No te equivoques conmigo, Della”, dijo. “
Pienso que no hay ningún corte de cabello o un peinado o un champú que pudieran hacer querer menos a mi chica. Pero si desenvuelves el paquete podrás ver el porqué de mi desconcierto al comienzo”.

Los blancos y ágiles dedos deshicieron el nudo y el papel. Y entonces un grito extático de júbilo; y luego, ¡ay! un rápido cambio femenino a histéricas lágrimas y llanto, necesitando que el señor del apartamento empleara de inmediato todos sus poderes de consuelo.

Allí estaban los peines — el juego de peines, uno al lado del otro, los peines por los que Della había suspirando en una ventana de Broadway. Bellos peines, auténtico carey, en el borde adornado con piedras preciosas y perfectos para usar en el desaparecido cabello. Eran peines muy costosos, ella lo sabía, y su corazón simplemente los había ansiado y anhelado sin la menor esperanza de tenerlos. Y ahora eran suyos, pero las trenzas que ellos podrían haber adornado ya no estaban.

Pero ella las oprimió contra su pecho, y finalmente fue capaz de mirarlas con profundos ojos y con una sonrisa dijo:
“¡Mi cabello crece muy rápido, Jim!”.

Y entonces Della brincó como un pequeño gato chamuscado, “Oh, oh”.

Jim no había visto su bello regalo. Ella lo levantó ansiosamente en la palma de su mano. El precioso y opaco metal pareció brillar con el vivo y ardiente espíritu de Della.

“¿No es maravillosa, Jim? Busqué en toda la ciudad hasta encontrarla. Podrás mirar libremente la hora cientos de veces desde hoy. Dame tu reloj. Deseo ver cómo luce”.

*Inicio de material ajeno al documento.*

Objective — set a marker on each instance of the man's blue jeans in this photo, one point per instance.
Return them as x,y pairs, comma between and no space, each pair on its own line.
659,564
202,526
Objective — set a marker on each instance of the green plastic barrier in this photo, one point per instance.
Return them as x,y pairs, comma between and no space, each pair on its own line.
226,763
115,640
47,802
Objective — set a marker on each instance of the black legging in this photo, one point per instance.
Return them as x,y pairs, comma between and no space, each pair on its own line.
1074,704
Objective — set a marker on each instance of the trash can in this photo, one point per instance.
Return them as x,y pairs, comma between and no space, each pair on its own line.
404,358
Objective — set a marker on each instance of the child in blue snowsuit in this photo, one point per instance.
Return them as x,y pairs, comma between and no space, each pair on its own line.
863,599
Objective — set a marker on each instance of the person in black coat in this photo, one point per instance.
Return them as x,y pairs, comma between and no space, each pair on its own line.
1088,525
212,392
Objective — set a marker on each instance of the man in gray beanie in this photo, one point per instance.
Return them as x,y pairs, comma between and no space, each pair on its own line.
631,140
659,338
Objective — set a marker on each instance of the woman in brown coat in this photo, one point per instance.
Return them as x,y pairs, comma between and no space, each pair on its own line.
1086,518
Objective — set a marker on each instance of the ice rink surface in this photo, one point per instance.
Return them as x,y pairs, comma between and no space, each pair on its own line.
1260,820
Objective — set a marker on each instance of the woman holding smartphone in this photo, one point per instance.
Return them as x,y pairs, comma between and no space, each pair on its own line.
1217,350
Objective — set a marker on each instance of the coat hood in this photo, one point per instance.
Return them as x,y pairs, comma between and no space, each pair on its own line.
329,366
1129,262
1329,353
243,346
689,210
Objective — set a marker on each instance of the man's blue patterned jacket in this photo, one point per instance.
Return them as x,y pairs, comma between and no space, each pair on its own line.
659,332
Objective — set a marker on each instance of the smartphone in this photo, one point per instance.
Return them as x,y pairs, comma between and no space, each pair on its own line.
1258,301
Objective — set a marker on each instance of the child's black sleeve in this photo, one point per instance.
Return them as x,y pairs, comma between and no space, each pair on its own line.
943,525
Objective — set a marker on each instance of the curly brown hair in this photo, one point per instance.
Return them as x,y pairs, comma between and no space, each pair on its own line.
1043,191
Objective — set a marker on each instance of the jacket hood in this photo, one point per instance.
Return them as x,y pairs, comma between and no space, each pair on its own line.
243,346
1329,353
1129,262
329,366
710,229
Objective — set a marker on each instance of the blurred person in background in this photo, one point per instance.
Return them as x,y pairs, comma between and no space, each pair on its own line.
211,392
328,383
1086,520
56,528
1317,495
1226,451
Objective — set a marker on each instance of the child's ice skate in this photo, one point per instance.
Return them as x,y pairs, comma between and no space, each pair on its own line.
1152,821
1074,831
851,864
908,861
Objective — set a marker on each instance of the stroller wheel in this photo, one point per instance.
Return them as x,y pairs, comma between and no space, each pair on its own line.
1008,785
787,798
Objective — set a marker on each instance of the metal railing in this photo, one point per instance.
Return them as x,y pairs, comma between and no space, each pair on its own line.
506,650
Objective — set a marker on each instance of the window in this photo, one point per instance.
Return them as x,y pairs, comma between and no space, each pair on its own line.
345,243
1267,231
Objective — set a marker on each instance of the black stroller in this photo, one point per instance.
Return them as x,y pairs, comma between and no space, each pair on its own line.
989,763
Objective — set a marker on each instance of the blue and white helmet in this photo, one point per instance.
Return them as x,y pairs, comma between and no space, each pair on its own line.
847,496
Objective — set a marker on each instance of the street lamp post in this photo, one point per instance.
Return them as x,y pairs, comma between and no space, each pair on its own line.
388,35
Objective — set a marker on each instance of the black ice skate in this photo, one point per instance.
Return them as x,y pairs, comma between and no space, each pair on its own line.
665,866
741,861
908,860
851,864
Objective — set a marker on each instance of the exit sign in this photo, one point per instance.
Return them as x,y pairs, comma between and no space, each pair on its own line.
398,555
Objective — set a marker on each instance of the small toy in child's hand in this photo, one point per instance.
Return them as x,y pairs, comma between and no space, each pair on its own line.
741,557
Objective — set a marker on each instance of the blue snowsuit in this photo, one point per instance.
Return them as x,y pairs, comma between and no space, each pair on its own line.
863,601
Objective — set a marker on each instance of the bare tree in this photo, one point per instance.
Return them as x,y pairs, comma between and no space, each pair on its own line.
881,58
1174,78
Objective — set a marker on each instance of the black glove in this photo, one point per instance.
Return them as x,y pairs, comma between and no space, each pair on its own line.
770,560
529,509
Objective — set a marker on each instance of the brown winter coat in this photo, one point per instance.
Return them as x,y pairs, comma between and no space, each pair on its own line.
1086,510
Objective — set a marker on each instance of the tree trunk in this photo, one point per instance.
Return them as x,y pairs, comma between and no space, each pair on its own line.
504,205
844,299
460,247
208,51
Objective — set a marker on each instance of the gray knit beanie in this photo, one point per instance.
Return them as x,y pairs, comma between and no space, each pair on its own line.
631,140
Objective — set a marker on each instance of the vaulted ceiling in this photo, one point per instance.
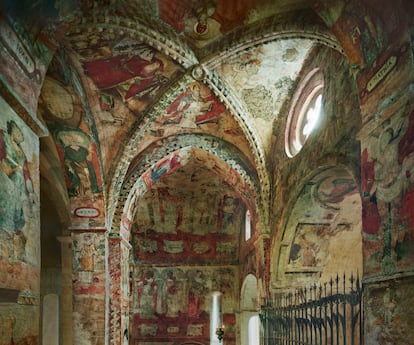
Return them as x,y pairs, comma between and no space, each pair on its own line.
162,115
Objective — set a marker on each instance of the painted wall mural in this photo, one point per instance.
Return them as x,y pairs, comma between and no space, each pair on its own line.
181,228
129,70
78,153
19,229
388,167
89,286
323,235
23,62
174,303
19,202
259,79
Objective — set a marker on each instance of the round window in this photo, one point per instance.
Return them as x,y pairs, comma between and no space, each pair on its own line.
304,112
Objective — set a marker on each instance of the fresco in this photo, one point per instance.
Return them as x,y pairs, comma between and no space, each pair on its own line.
77,151
23,64
194,109
89,285
19,229
130,71
205,21
19,202
200,221
174,303
387,167
260,77
323,234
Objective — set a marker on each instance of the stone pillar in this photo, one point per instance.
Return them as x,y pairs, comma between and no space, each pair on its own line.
89,285
119,290
66,297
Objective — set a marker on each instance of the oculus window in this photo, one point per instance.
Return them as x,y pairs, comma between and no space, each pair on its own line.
305,111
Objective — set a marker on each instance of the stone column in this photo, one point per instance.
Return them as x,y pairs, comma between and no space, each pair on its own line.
66,297
119,294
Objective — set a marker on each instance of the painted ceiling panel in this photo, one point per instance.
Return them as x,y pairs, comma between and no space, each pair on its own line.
205,21
261,78
192,215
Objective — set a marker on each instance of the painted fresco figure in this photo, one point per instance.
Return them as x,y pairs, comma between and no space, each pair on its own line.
147,295
78,162
171,295
139,75
191,108
197,291
17,194
87,254
391,179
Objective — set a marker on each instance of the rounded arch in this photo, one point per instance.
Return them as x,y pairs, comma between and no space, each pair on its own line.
322,232
171,163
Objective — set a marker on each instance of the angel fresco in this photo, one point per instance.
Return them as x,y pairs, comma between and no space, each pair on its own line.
16,195
139,75
78,160
195,106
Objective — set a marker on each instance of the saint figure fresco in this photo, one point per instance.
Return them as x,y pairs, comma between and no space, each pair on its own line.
16,195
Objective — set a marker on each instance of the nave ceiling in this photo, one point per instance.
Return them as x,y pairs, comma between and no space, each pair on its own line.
152,105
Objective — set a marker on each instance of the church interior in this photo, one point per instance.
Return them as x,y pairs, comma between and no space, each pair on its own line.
199,172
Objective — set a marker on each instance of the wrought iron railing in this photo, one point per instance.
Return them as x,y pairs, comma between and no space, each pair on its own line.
329,314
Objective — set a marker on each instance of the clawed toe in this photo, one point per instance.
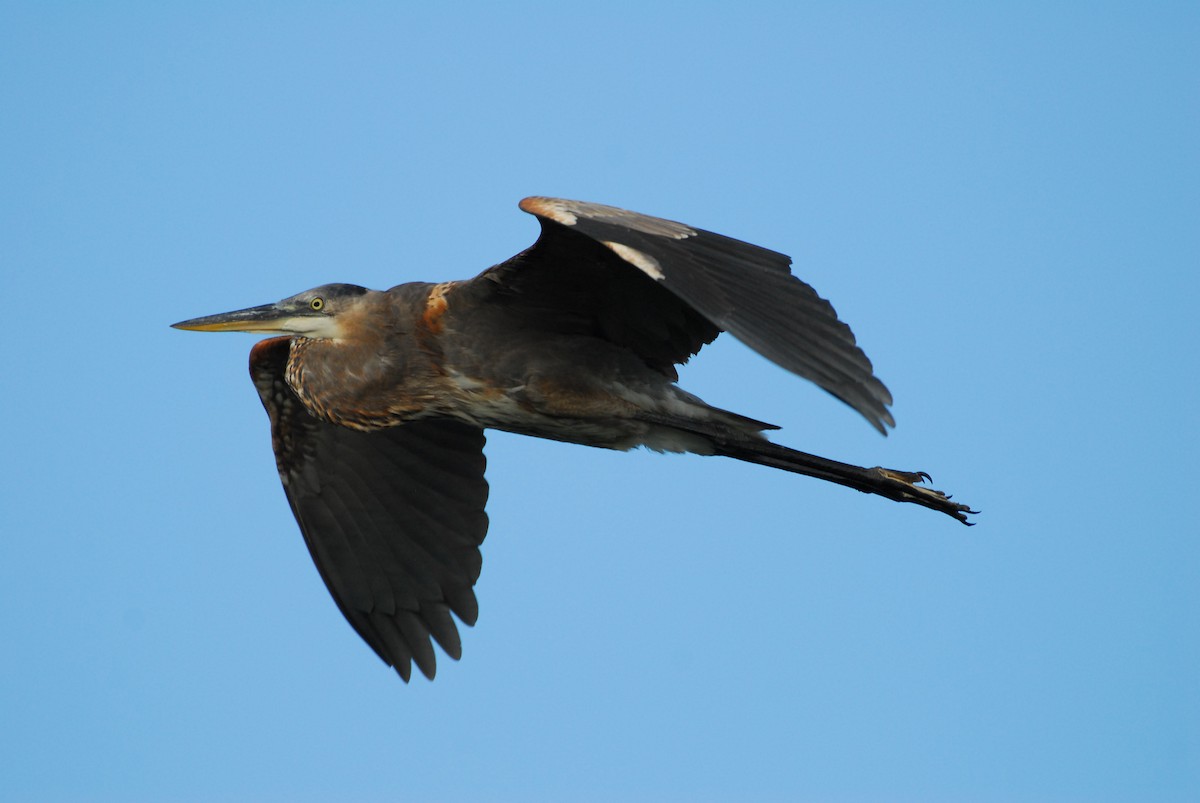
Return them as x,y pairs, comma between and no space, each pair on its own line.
905,489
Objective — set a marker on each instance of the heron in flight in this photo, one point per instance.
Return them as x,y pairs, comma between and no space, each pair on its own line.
378,399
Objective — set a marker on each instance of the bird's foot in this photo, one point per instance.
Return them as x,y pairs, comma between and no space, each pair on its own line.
903,486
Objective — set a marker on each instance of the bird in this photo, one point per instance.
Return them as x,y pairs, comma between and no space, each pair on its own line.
378,400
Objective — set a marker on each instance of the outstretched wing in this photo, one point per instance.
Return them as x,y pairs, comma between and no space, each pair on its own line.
664,289
393,519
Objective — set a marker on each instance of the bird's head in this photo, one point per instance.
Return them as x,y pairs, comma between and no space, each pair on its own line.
313,313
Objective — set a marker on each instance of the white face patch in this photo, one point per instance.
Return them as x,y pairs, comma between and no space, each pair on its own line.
640,259
316,327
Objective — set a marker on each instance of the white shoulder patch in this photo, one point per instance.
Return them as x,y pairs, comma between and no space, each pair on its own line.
551,208
640,259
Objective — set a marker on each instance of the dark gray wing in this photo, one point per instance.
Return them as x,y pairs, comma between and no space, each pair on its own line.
393,519
664,289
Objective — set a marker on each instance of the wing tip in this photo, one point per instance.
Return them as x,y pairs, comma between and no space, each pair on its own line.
553,209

En vez de obedecer, Jim se tumbó en el sofá, puso sus manos bajo su nuca y sonrió.

Dell”, dijo él, “
olvidémonos de nuestros presentes de Navidad por un momento. Ellos son demasiado hermosos para utilizarlos solo como regalos. Yo vendí el reloj para conseguir el dinero para comprar tus peines. Y ahora pongamos la carne al fuego”.

Los Reyes Magos, como ustedes saben, eran hombres sabios —maravillosamente sabios—, llevaron regalos para el Niño en el pesebre. Ellos inventaron el arte de dar regalos de Navidad. Siendo sabios, sus regalos no estuvieron libres de sabiduría, posiblemente relacionaron la ventaja de intercambiarlos en caso de estar repetidos. Y aquí les he relatado con torpeza la historia de dos niños tontos que insensatamente sacrificaron los más grandes tesoros que tenían en su casa. Pero para terminar, digamos a los sabios de estos días, que de quienes dan regalos, estos dos fueron los más sabios. De todos los que han dado y recibido regalos, ellos, Della y Jim, fueron los más sabios. Ellos son los Reyes Magos.